Chamaram pornografia ao rechear o tradicional pastel de bacalhau com o não menos típico queijo da Serra. Para Alexandra Almeida, que mora ao pé da Sé e tem um alojamento local na Baixa, esta fusão culinária não é pornografia mas a consequência do boom de turistas de Lisboa. "Começa a ser difícil ouvir falar português ou encontrar um lugar numa esplanada para beber calmamente um café", alerta. Ainda esta semana, no programa Prós e Contras, da RTP1, o presidente da Junta de Freguesia de Santo António, que abrange a Avenida da Liberdade, Rato ou Príncipe Real, contava que os bairros históricos estão a perder moradores por causa do boom de arrendamentos turísticos.

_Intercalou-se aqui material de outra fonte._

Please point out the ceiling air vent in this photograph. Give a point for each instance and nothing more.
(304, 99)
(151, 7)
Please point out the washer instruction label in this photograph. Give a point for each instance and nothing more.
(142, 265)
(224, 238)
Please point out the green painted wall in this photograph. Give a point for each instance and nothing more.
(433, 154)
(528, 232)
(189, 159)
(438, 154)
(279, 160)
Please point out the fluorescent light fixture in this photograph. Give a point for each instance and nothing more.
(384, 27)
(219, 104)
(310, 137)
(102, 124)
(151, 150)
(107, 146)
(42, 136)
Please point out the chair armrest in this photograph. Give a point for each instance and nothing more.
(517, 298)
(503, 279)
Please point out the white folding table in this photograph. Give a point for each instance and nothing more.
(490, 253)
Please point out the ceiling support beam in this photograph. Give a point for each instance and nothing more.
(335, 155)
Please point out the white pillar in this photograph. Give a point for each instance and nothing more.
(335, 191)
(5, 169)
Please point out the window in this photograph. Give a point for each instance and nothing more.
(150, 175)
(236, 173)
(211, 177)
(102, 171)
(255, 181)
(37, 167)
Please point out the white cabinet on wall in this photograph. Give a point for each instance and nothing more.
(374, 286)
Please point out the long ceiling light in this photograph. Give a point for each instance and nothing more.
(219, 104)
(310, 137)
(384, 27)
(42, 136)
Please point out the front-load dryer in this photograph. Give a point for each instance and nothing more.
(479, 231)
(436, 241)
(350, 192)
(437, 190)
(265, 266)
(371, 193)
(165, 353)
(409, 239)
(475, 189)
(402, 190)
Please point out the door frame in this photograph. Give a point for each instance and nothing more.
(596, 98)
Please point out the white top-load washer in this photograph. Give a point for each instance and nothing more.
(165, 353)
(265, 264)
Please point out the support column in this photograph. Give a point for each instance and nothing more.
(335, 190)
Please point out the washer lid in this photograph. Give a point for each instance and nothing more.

Segundo dados da Secretaria de Estado, nos sete meses desde a entrada em vigor do novo regime que se registaram 15 511 alojamentos locais. Destes, 8549 transitaram do regime anterior, ou seja, legalizaram--se, e os restantes 6961 são novos, um número que deve crescer ainda mais. Segundo fonte oficial do governo, no primeiro trimestre o número de turistas em Portugal cresceu 11,5% e as estimativas apontam para os 17,5 milhões este ano.

É por isso que, para Cotrim de Figueiredo, "não podemos deixar de apostar no turismo só porque cria problemas. Se eles aparecerem então resolvem-se e estamos atentos", diz, notando que este crescimento "tem trazido um grande desenvolvimento às cidades" e tem contribuído para a reabilitação urbana.

De acordo com vários especialistas do imobiliário, a reabilitação dos bairros típicos de Lisboa e Porto tem sido feita mais por via do alojamento local, dos hotéis e hostels do que das casas para arrendamento permanente. Só no Porto, Luís Múria já reabilitou nove apartamentos e Magalie já vai em dois. E, em Lisboa, Rafael recuperou três e Carla reabilitou um e gere mais três. E esta é uma pequeníssima amostra. No airbnb, em Lisboa há já 10 200 alojamentos, mais 43% do que no homólogo. E no Porto, há apenas 2600, mas representam um crescimento de 62%.

Imóveis que, nota João Cotrim de Figueiredo, "uma vez recuperados, podem estar em qualquer um dos mercados, no turístico ou no residencial".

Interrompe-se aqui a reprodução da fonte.